Various abnormalities which include sleep fragmentation, reduced duration of slow wave sleep, increased sympathetic nervous activity, intermittent hypoxia, poor sleep quality all can lead to dysregulation of glucose metabolism and diabetes over a period of time [10-15].
The association of HbA1c with OSA severity has many important implications in the clinical practice. It is not only the major target for prevention of complications in type 2 diabetes but it also represents a significant risk marker for cardiovascular disease in the general population. This fact enhances the increasing awareness that OSA itself is a risk factor for cardiovascular morbidity. Equally, HbA1c is also greatly appreciated as a risk marker for the development of diabetes in the general population. Hence, the severity of OSA may be associated with increased risk for development of diabetes. A study suggested that in non-diabetic males, the severity of OSA is associated with increased fasting glucose and HbA1c levels [1]. These findings clearly match with our study.
Many studies also depict correlation with blood pressure [9]. However, our present study depicts no significant correlation of OSA risk with mean arterial pressure though there is increasing risk with increase in ean arterial pressure. This disparity could be due to lack of polysomnography data in our subjects.

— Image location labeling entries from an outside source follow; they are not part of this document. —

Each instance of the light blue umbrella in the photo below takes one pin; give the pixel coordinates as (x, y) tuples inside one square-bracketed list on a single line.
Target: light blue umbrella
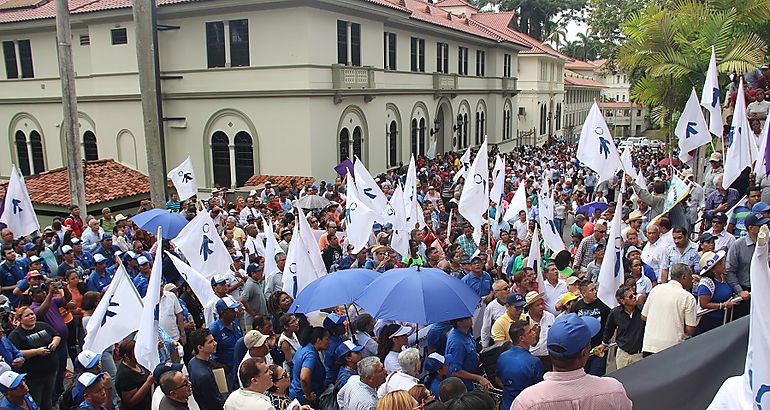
[(171, 222), (418, 295), (335, 289)]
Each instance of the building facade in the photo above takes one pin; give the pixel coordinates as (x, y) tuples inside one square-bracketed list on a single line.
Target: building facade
[(262, 87)]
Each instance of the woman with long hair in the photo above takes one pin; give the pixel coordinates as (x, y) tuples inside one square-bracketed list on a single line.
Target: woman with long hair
[(37, 341)]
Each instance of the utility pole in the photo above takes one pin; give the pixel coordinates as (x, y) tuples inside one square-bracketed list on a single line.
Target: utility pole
[(77, 183), (147, 63)]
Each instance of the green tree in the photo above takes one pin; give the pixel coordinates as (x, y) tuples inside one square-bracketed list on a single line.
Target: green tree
[(667, 50)]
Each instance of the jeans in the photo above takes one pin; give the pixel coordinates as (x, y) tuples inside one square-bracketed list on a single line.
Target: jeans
[(596, 365), (41, 389)]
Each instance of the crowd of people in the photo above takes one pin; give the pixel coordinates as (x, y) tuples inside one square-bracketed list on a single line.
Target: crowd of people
[(245, 350)]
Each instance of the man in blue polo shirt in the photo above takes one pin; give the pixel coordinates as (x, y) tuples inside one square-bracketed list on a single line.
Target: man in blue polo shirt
[(463, 360), (226, 332), (517, 368)]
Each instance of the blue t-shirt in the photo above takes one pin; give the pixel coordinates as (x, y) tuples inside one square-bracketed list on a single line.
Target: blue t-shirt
[(306, 358), (517, 370)]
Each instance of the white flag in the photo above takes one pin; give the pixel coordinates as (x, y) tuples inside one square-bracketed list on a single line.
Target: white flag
[(551, 236), (199, 284), (369, 193), (203, 247), (474, 200), (401, 231), (359, 218), (691, 130), (184, 180), (741, 148), (611, 271), (271, 248), (710, 97), (518, 203), (146, 349), (596, 148), (465, 164), (18, 213), (498, 177), (115, 316), (628, 164)]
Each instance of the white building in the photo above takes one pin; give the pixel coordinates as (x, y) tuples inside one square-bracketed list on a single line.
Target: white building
[(280, 87)]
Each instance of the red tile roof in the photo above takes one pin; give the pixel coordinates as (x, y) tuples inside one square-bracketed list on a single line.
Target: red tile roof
[(106, 180), (282, 180), (499, 23)]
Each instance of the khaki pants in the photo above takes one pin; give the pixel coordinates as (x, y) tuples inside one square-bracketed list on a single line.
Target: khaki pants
[(623, 359)]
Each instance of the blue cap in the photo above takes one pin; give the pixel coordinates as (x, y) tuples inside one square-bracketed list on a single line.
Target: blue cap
[(571, 333), (334, 320), (515, 299), (756, 220), (346, 347), (760, 207), (226, 303)]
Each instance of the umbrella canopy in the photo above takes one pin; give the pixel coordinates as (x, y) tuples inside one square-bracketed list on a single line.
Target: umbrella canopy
[(418, 295), (312, 202), (171, 222), (589, 209), (335, 289)]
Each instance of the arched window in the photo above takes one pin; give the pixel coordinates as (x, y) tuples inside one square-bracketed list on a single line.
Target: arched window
[(89, 146), (36, 151), (244, 157), (422, 136), (344, 144), (220, 158), (22, 153), (357, 142), (393, 144)]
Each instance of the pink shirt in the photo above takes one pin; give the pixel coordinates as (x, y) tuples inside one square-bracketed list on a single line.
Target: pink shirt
[(573, 390)]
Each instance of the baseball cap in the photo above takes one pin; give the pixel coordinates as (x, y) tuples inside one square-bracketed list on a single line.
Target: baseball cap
[(515, 299), (345, 348), (570, 333), (88, 359), (87, 379), (218, 279), (11, 380), (226, 303), (757, 208), (334, 320), (166, 367), (756, 220), (254, 338)]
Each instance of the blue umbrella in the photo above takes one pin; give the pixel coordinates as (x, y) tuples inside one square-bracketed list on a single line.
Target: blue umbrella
[(418, 295), (589, 209), (171, 222), (335, 289)]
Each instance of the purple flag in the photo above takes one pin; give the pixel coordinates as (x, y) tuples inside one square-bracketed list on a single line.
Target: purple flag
[(344, 167)]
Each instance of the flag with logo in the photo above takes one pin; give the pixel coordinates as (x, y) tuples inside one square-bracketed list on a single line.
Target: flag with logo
[(474, 200), (146, 349), (199, 284), (741, 148), (202, 246), (359, 218), (184, 180), (710, 97), (611, 271), (691, 130), (18, 213), (596, 148), (115, 315)]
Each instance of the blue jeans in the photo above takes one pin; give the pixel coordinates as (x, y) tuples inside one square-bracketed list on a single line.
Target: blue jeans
[(596, 365)]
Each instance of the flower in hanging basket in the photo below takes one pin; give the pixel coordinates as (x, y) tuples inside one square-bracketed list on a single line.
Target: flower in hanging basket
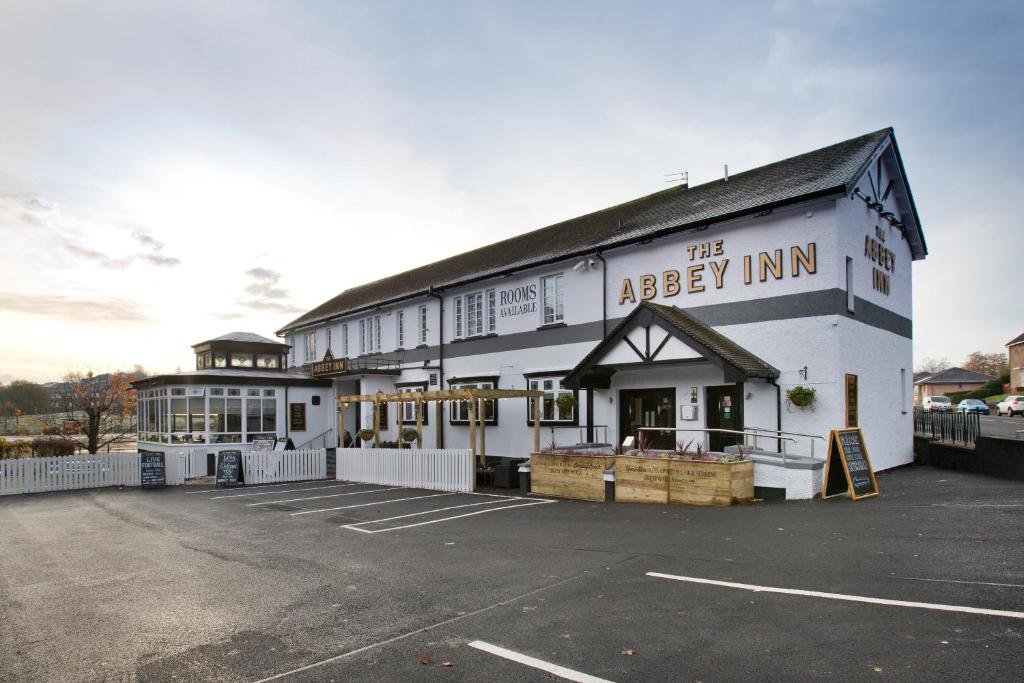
[(800, 396)]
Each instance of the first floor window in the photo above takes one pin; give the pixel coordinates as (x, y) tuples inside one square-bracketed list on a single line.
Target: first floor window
[(552, 297), (460, 411), (557, 404)]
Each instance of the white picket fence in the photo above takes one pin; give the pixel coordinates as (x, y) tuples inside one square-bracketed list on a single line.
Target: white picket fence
[(433, 469), (278, 466), (34, 475)]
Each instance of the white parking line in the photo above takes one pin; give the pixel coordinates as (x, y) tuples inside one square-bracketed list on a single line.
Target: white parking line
[(262, 485), (560, 672), (355, 526), (841, 596), (365, 505), (314, 498), (290, 491)]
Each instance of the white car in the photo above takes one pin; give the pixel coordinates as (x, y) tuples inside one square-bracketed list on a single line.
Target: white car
[(937, 404), (1011, 406)]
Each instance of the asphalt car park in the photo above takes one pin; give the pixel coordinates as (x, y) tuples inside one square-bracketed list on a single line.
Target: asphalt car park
[(340, 581)]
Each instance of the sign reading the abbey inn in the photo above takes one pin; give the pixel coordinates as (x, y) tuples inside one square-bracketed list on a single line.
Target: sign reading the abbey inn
[(710, 266)]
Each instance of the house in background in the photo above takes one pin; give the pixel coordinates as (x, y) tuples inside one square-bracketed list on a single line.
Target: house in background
[(1015, 349), (945, 382)]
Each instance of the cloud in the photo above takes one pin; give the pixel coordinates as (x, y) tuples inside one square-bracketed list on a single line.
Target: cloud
[(65, 308)]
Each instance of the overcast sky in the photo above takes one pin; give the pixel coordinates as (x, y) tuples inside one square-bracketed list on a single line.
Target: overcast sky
[(173, 171)]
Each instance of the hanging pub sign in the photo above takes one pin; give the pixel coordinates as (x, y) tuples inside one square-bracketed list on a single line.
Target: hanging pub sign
[(847, 468), (152, 469), (329, 366), (228, 469)]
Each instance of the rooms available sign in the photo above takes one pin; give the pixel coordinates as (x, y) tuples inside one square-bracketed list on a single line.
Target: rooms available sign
[(710, 266)]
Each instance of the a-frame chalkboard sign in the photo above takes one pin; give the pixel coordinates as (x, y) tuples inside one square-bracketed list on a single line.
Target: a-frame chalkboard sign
[(847, 468)]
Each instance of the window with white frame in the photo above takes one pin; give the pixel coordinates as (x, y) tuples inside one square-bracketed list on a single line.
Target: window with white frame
[(552, 296), (460, 410), (310, 347), (557, 404), (492, 311), (409, 410)]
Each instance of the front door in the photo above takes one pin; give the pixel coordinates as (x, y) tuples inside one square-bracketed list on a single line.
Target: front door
[(648, 408), (725, 411)]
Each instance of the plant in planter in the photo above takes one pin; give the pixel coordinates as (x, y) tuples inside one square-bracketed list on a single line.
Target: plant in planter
[(800, 396), (566, 403)]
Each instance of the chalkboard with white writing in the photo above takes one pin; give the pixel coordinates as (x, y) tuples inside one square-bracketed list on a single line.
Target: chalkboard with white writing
[(848, 469), (153, 469), (228, 469)]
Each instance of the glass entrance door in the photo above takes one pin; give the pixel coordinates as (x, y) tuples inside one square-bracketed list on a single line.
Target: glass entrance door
[(725, 411), (648, 408)]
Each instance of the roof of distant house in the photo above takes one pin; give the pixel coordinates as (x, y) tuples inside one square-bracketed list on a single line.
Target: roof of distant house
[(820, 173), (954, 376)]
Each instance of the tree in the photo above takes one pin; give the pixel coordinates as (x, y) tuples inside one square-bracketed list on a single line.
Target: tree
[(993, 365), (933, 365), (29, 397), (102, 406)]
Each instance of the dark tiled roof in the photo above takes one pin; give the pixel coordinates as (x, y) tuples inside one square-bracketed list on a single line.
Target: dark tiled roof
[(245, 337), (954, 376), (717, 342), (815, 173)]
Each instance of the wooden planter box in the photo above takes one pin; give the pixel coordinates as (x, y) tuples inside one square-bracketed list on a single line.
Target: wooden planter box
[(641, 480), (568, 476), (696, 482)]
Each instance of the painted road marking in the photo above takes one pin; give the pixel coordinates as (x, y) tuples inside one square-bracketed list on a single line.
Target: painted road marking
[(560, 672), (364, 505), (841, 596), (290, 491), (355, 526), (313, 498)]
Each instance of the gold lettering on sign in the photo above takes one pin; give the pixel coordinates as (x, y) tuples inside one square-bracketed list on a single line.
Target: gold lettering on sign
[(693, 279), (648, 289), (718, 269), (626, 293), (798, 258), (671, 280), (766, 263)]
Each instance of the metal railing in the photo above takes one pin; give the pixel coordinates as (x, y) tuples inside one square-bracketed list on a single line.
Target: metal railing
[(962, 428)]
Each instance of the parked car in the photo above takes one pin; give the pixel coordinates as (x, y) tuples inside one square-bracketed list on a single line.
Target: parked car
[(937, 404), (973, 406), (1011, 406)]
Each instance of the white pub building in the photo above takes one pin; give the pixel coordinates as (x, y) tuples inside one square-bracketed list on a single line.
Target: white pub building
[(694, 308)]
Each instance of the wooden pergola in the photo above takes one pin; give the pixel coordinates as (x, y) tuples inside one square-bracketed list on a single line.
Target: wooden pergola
[(476, 399)]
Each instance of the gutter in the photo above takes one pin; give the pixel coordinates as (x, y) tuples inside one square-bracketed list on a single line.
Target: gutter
[(692, 225)]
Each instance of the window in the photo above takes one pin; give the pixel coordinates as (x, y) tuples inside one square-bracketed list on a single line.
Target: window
[(553, 298), (849, 284), (409, 410), (310, 347), (492, 311), (458, 317), (551, 409), (460, 411)]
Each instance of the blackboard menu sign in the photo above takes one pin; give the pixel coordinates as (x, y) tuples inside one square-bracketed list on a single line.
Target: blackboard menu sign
[(228, 469), (153, 469), (848, 469)]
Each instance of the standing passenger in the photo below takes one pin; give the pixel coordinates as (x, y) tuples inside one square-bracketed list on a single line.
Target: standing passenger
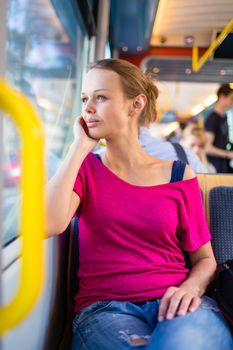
[(137, 214), (217, 132)]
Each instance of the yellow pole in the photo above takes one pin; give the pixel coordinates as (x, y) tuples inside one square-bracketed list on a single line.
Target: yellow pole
[(197, 64), (32, 223)]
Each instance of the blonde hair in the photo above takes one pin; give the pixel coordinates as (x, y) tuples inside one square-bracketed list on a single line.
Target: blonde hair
[(134, 82)]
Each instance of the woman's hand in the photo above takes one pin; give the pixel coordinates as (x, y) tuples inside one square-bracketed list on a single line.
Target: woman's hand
[(178, 301), (81, 136)]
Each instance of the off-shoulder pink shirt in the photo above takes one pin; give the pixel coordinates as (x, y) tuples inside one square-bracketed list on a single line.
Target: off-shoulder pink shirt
[(131, 238)]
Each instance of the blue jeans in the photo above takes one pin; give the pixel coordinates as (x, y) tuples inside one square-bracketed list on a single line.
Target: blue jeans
[(113, 325)]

OSA has been associated it a heightened systemic inflammatory state, as shown by increase in cytokines, serum amyloid A, and I some but not all studies, C-reactive protein. (15s) Subjects with OSA who received effective treatment with CPAP (continuous positive airway pressure) show improvement in the metabolic and inflammatory abnormalities. The close interactions between obesity, sleep deprivation and OSA share the common patho-physiologic feature of metabolic dysregulation. Weight loss may improve all of these conditions and might constitute an important potential intervention for these patients [16,17].
The limitations of our present report include the fact that we have not carried out the complete OSA study of the study subjects.
Our study shows that the risk of OSA is significantly increases with increasing BMI, fasting blood glucose levels, mean arterial pressure and HbA1c levels. High risk of OSA was 58.9% in our study.